Looking at the time series, it seems CMU, Stanford, MIT and Berkeley are on the upward trajectory in terms of publications. In contrast, the industry leaders Google, Microsoft and IBM have slightly scaled back their publication numbers.
Topic Clustering
Finally, I did LDA on all the paper texts from authors that had 9 or more publications and visualised the results using tsne. In the middle is the topic of general machine learning, neural networks and adversarial learning. The top cluster covers reinforcement learning and different learning policies. The cluster on the left contains NLP applications, language modelling, parsing and machine translation. The cluster at the bottom covers information modelling and feature spaces.
That’s it for 2017. If you notice errors, let me know and I will continue updating this post.
Looking forward to all the exciting research coming in 2018!
In the last few years and with the advent of deep learning, the NLP world has become filled to the brim with useless bandwagon publications, bogus claims, and tons of name dropping.
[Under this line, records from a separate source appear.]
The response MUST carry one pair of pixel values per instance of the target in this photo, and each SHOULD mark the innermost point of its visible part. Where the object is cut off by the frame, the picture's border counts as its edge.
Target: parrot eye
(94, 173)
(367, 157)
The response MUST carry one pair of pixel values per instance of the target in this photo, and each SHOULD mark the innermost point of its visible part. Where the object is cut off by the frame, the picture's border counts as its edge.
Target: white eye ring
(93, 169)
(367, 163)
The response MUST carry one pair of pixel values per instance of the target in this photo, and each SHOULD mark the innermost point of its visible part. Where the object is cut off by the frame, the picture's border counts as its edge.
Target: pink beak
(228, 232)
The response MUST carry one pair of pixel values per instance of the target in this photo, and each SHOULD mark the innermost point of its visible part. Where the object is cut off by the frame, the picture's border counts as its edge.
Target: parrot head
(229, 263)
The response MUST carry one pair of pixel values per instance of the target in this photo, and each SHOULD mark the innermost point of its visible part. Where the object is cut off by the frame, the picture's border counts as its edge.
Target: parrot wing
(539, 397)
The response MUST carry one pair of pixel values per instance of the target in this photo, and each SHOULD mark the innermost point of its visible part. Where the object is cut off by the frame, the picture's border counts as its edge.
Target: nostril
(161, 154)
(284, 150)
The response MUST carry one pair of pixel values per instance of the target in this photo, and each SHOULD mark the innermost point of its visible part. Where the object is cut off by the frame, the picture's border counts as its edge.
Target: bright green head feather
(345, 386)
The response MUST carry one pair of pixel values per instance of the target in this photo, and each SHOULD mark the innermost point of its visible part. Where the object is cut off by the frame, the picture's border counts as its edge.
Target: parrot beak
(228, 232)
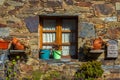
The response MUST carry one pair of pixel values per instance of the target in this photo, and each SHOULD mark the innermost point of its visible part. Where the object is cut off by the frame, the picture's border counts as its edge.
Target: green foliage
(52, 75)
(90, 70)
(37, 75)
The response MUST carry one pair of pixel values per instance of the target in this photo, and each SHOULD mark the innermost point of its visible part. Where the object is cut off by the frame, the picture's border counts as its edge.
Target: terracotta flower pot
(19, 46)
(14, 40)
(97, 43)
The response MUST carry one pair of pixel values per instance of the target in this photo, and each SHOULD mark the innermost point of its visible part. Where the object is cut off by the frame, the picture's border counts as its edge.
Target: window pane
(49, 24)
(68, 24)
(48, 37)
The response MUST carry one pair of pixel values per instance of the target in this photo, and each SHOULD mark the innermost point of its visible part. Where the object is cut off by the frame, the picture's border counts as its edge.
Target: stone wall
(102, 15)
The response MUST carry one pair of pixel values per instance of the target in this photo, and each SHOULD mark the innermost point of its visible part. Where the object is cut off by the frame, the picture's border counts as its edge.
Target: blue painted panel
(4, 32)
(87, 30)
(32, 23)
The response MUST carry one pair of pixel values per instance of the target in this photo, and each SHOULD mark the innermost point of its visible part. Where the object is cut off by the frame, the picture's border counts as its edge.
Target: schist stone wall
(95, 18)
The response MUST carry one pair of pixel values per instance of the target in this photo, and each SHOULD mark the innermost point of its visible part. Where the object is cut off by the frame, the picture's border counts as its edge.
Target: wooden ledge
(96, 51)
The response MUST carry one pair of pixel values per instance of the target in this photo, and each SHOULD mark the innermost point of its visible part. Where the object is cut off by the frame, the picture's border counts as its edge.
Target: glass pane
(68, 24)
(49, 24)
(48, 37)
(65, 37)
(68, 50)
(47, 47)
(65, 50)
(68, 37)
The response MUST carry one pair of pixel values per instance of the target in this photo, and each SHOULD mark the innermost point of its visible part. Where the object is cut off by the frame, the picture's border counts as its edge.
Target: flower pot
(4, 44)
(56, 54)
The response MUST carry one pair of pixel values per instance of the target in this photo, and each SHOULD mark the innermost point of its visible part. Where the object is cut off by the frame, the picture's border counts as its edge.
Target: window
(62, 31)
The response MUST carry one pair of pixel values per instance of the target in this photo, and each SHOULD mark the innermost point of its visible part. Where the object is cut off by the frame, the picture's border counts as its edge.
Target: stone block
(83, 4)
(117, 5)
(87, 30)
(69, 2)
(2, 2)
(54, 3)
(109, 19)
(103, 9)
(15, 3)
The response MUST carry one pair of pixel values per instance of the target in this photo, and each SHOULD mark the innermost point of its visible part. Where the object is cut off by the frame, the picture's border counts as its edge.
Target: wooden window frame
(58, 31)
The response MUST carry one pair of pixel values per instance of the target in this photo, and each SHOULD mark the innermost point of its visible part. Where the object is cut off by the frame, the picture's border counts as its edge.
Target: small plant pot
(45, 54)
(56, 54)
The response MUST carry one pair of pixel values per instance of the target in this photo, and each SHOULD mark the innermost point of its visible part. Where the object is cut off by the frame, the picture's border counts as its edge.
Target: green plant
(37, 74)
(89, 70)
(52, 75)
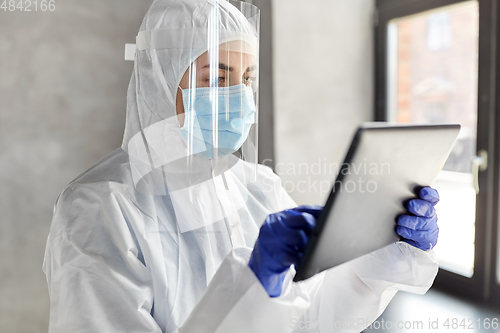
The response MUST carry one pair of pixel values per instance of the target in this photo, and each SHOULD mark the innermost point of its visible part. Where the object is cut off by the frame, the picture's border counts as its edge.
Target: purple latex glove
(282, 241)
(419, 228)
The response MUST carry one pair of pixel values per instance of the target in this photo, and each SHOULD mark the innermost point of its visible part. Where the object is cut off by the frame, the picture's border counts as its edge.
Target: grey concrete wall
(323, 72)
(63, 85)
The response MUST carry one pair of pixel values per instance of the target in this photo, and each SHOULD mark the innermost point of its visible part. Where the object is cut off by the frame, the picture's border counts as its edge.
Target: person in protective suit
(162, 235)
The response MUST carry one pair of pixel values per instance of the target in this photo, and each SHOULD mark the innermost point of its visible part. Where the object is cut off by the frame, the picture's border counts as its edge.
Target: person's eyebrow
(222, 66)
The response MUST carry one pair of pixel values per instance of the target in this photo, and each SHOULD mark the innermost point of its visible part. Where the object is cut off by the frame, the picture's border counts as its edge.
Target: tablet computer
(384, 166)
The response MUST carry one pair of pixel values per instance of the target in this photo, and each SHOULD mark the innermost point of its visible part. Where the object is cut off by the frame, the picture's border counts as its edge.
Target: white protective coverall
(138, 244)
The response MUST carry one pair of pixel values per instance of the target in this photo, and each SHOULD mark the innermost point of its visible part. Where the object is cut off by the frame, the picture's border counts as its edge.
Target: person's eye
(220, 80)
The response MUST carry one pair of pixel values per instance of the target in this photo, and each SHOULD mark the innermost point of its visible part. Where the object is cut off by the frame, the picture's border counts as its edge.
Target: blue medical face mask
(217, 120)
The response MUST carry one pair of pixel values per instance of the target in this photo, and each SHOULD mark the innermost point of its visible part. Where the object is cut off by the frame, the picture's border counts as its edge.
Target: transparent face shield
(217, 99)
(210, 72)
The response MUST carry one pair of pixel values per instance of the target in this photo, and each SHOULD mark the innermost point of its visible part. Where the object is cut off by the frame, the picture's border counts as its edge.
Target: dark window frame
(483, 285)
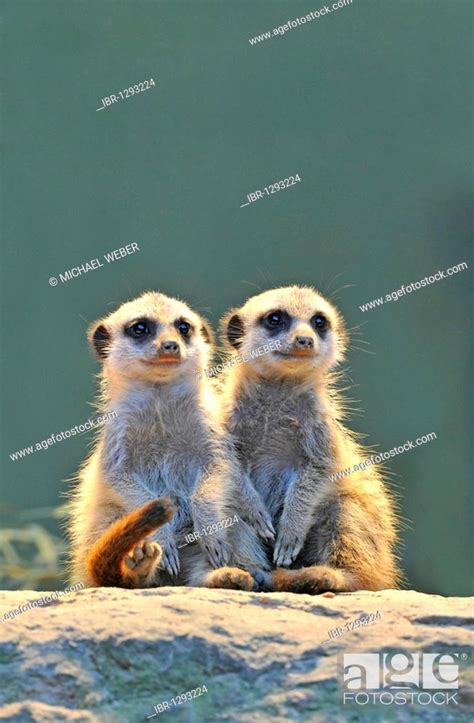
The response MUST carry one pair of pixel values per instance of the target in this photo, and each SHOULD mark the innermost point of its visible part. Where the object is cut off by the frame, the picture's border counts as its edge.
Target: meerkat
(162, 466)
(283, 410)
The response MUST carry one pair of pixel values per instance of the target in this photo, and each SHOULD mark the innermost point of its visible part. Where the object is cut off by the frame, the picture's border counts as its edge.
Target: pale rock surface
(112, 655)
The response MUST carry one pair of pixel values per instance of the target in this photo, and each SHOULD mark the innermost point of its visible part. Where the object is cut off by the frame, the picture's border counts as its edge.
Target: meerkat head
(307, 332)
(153, 338)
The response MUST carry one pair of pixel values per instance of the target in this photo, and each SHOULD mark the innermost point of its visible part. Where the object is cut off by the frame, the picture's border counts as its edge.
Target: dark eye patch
(184, 328)
(320, 323)
(276, 321)
(140, 329)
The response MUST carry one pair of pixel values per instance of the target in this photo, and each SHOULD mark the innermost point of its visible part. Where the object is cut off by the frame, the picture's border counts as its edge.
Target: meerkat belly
(272, 430)
(168, 450)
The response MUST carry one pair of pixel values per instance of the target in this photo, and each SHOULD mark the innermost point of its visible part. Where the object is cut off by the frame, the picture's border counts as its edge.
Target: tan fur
(164, 441)
(285, 416)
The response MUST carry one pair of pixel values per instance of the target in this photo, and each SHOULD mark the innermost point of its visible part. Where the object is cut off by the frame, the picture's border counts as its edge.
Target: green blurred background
(369, 105)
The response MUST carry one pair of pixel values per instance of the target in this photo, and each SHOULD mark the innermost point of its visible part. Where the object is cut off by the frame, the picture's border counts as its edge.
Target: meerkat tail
(105, 560)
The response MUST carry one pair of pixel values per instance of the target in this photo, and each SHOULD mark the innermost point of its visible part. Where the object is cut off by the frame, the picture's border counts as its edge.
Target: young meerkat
(285, 417)
(161, 457)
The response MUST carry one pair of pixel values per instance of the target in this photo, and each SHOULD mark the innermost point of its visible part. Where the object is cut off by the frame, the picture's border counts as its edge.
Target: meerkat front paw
(287, 546)
(232, 578)
(142, 561)
(312, 580)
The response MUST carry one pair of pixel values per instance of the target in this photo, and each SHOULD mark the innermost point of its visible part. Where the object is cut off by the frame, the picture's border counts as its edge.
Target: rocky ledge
(218, 655)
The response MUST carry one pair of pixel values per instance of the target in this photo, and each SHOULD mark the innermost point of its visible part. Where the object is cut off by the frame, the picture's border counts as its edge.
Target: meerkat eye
(320, 323)
(138, 329)
(183, 327)
(275, 319)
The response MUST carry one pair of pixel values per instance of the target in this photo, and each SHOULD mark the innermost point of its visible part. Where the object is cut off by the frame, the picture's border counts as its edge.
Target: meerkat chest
(272, 426)
(164, 440)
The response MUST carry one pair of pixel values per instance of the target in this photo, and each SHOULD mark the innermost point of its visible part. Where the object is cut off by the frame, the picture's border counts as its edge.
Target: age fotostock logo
(400, 678)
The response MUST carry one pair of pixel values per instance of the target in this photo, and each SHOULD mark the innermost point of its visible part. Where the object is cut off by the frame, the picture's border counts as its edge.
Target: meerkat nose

The results from many of these supposedly stellar papers are not reproducible, and are not useful in practice because either the authors don’t release their code or report only on cherry-picked datasets that don’t reflect the messiness of the real world data.
What I see is a strange form of craving to churn out more papers with little to no real contribution to the field. We should take a step back and ask whether there is enough fundamental research in NLP/CL. Maybe I am too pessimistic, but I fail to see that.
It’s true that these statistics only measure quantity and not quality. I tried to approximate the latter by only including the top conferences in the field, but quality remains a very difficult metric to measure.
I do agree that there are a lot of unnecessary papers in the field, although I’m not sure if their ratio has actually increased or it’s just the result of more people working in that area.
Great analysis, thanks for sharing it!
One question on the selection of venues: If the conferences of both the American (NAACL) and European (EACL) chapters of ACL are included, why not Asia Pacific (IJCNLP)? Leaving out that conference seeems to bias the analysis towards certain regions, especially the author statistics.
For this analysis I chose the main conferences that I personally follow. To be honest, I don’t know much about IJCNLP. I’m happy to consider it in the future, but there are loads of other conferences that could potentially be included as well. Also, according to the ACL Anthology, it’s not an ACL event and is listed in the “Other” section instead.
Although when I first saw the topic Ml-Nlp publications, I was thinking distribution of publications among subfields of Ml, Nlp , still found it to be an interesting read.
Pingback:57 Summaries of Machine Learning and NLP Research - Marek Rei
Nice analysis! For the first author, will the co-first author been encountered? There should be a footnote in the first page which shows the equal contribution status.
Is this information accurate ? For example, for Percy Liang it shows 0 NIPS’17 papers, but I can see 3 on his page: https://cs.stanford.edu/~pliang/papers/
It’s as accurate as I could make it with automatic matching. It seems he is credited as “Percy S. Liang” in the NIPS proceedings, as opposed to “Percy Liang” in the ACL proceedings.
I’ll add a rule to fix this in the next version, but unfortunately I can’t see a reliable way of discovering these exceptions automatically.